Symbolic Expression in Late 1700s and Early 1800s Speech Restriction Law:

Let us begin our view of symbolic expression in Framing-era law by looking at speech restrictions. We'll get to speech protections in coming posts, but the law of speech restrictions is relevant because speech restrictions and speech protections were seen as closely related during the era: The restrictions were recognized exceptions from the constitutional freedoms, and the freedoms were recognized as being constrained by the traditional restrictions.

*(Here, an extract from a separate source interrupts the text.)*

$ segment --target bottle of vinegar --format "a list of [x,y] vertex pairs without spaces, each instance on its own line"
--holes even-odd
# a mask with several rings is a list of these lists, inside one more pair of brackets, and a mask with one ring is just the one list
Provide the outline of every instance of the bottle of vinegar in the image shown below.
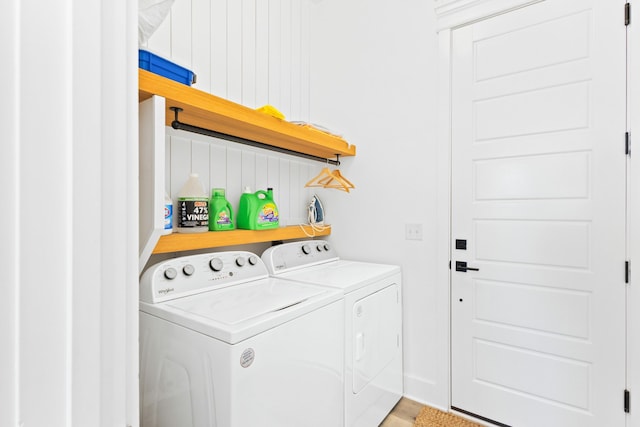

Speech restriction law of the late 1700s and early 1800s took a functional view of symbolic expression, and generally treated it the same as verbal expression. As William Hawkins’ Pleas of the Crown (1716) explained -- in language quoted in the famous American seditious libel trial of John Peter Zenger -- “[S]ince the plain meaning of [defamatory] scandal as is expressed by signs or pictures[] is as obvious to common sense, and as easily understood by every common capacity, and altogether as provoking, as that which is expressed by writing or printing, why should it not be equally criminal?”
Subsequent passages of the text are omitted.